Our new architecture firm came in, they surveyed all our facilities in the district, they looked at the five projects we’d identified. They were the ones that made the recommendation for a new pool based on space and cost estimates. 

Their recommendation caught most of us by surprise, but the more we learned about what they were proposing, the more sense that it made. Because by creating an aquatics center where the existing tennis courts are, we solve about three or four different problems. 

We’ve got significant problems on this campus with path of travel for the Americans with Disabilities Act. We’ve got significant problems here with handicapped parking. 

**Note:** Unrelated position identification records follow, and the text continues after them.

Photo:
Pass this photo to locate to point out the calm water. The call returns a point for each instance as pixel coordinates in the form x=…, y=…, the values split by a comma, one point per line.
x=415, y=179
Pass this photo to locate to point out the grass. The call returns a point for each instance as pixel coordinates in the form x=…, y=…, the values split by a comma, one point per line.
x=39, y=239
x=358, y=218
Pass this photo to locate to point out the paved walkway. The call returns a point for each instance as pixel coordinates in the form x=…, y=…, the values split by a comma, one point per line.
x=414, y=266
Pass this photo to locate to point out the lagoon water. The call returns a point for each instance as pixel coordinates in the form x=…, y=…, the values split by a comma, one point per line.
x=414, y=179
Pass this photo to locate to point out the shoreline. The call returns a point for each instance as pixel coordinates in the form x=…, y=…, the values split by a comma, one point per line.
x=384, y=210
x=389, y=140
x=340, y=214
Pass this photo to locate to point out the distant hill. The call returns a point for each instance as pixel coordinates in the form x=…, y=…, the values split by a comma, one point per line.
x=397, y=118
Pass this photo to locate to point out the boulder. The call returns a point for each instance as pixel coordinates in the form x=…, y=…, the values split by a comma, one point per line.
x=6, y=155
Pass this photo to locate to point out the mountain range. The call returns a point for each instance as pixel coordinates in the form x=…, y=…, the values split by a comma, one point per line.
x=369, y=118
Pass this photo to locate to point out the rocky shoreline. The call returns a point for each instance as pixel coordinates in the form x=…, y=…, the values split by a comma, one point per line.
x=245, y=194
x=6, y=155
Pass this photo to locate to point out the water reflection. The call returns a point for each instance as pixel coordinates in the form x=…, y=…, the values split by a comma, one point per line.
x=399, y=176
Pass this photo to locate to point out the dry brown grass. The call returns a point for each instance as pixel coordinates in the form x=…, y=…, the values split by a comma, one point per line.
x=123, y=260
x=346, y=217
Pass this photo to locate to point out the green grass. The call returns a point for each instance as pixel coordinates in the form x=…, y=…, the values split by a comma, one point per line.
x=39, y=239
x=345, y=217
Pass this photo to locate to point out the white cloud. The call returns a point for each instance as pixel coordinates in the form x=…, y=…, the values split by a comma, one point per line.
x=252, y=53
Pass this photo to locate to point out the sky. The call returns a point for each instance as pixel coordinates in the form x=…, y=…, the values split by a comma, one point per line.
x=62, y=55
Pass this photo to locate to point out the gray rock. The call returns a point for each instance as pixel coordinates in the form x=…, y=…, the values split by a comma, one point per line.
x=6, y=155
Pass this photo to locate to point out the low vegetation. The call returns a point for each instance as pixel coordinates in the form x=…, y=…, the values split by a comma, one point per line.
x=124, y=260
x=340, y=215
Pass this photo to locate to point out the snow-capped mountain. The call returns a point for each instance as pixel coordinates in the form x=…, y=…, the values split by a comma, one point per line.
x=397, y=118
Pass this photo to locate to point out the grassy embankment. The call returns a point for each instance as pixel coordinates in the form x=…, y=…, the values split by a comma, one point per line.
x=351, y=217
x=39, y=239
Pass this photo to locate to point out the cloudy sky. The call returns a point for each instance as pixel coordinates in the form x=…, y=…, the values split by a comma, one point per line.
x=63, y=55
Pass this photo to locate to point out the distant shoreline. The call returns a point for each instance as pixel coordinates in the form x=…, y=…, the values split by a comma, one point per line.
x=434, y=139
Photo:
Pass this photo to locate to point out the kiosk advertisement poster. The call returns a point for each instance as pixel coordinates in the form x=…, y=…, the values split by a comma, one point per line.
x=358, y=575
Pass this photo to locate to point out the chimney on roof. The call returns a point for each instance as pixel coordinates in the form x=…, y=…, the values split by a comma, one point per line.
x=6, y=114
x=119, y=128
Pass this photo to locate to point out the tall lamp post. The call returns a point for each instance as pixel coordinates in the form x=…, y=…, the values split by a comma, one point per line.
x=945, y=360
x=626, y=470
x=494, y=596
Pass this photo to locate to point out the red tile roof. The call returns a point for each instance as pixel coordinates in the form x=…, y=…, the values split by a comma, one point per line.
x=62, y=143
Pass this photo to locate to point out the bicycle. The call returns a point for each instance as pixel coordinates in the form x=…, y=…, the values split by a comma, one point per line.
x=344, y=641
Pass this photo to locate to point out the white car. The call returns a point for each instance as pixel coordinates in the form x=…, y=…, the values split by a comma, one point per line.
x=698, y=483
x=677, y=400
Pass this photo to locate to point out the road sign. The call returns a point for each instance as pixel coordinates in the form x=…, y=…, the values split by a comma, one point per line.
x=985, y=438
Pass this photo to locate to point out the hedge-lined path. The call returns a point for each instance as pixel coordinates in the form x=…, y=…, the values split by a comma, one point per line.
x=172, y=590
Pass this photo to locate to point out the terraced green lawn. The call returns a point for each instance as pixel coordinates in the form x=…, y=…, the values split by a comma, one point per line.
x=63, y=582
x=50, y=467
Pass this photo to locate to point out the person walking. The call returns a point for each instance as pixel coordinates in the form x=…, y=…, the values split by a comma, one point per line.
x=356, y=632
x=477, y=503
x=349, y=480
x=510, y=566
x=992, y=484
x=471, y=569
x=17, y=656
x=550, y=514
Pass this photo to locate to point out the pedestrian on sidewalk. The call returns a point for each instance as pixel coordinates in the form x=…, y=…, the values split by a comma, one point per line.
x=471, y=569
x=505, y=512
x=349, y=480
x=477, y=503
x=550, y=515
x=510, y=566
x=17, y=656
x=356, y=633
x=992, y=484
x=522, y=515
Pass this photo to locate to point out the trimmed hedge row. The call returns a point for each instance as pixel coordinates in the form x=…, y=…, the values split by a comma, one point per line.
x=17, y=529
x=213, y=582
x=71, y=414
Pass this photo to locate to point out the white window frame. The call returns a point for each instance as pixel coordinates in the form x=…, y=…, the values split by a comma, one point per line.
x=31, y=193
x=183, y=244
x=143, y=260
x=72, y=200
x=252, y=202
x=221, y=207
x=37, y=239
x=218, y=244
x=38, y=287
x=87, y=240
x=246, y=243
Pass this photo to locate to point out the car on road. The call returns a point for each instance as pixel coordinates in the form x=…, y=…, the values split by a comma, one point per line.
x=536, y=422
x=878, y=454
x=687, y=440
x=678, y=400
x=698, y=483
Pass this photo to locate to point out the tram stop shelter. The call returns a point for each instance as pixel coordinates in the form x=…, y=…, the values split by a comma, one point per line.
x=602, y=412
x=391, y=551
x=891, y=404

By moving the aquatics center to that location and changing the configuration of that layout, working with the city and the county on fire lanes, we’re going to solve about three problems with this plan. 

With a new pool and trying to fix the old pool, the dollars were too close. If we tried to do something in that pool space, it would have been inadequate, it would have been spatially limited, and the dollars would have been just about close to what the new pool would cost. 

Q: Why wasn’t the pool specifically mentioned in the Measure J ballot initiative? 

Nothing was specifically mentioned in the ballot initiative other than classrooms, buildings, facilities, energy efficiencies. It was worded in such a way that it gave my (school) board the parameters to work within, to spend the bond money in the best way possible. 

So you don’t see the word “Centennial Hall” anywhere in the bond language. You don’t see “Humanities Building.” The Humanities Building is our number one priority, and it’s not mentioned in the bond language because we didn’t know that was going to be our final target. 

Q: Do you think you’ve been forthright with the public? 

Yes. We have always said the following: That all of the dollars will be spent on brick and mortar projects and that none of the money will go to salaries. 

Number two, we have said that we are going to spend the money on long-term legacy projects that will have a long-term positive impact on not only students in Sonora but also in the entire community. 

Number three, we have said that we’re going to be good stewards of these dollars and mindful of how they’re spent. We are not going to put money into projects that aren’t necessary or too expensive.

 Q: Are you reconsidering the choice to put in a pool?

Absolutely not. We’re committed to the five projects, and they’re projects that our students support, our parents support, and people in the community support.

I could put just as many people in a room that are pool supporters as people who are against the pool. It’s 50-50. There’s a very large, active aquatics community in this city and in this county. 

We already are supporting a swimming pool. So when people talk about added costs, we already have those costs in the budget. 

The new pool should be more cost-effective. We’ll probably end up, with a modern pool, spending less money on maintenance than we currently do on a pool built in the 1950s. 

Q: When will work on Measure J projects start? 

We are still working with our architect to develop a construction schedule. 

The construction schedule and sequence of work is going to be based on creating construction zones for student safety and also minimizing the number of classrooms that are shut down at any given time — because we do not want to pay for portable housing. 

Q: People have reported being surprised that Measure J money is being spent on a new pool. Will there be any more “surprises”?

No, we’re very clear, we’re very transparent. We went through a very long, thoughtful process with input from a lot of community members, especially students, about the best use of these dollars. 

And we feel that these five projects are legacies. These are long-term multi-generational facilities on the Sonora High School campus that will be used for years into the future. 

I know that people have concerns about their tax dollars and they have concerns about how money is spent, and they just have to be assured that this school board is thoughtful, cautious and works very well together. 

Hopefully the bond dollars can be stretched beyond the five projects to do a number of other things, but we know that these five projects will be completed in the next four to five years.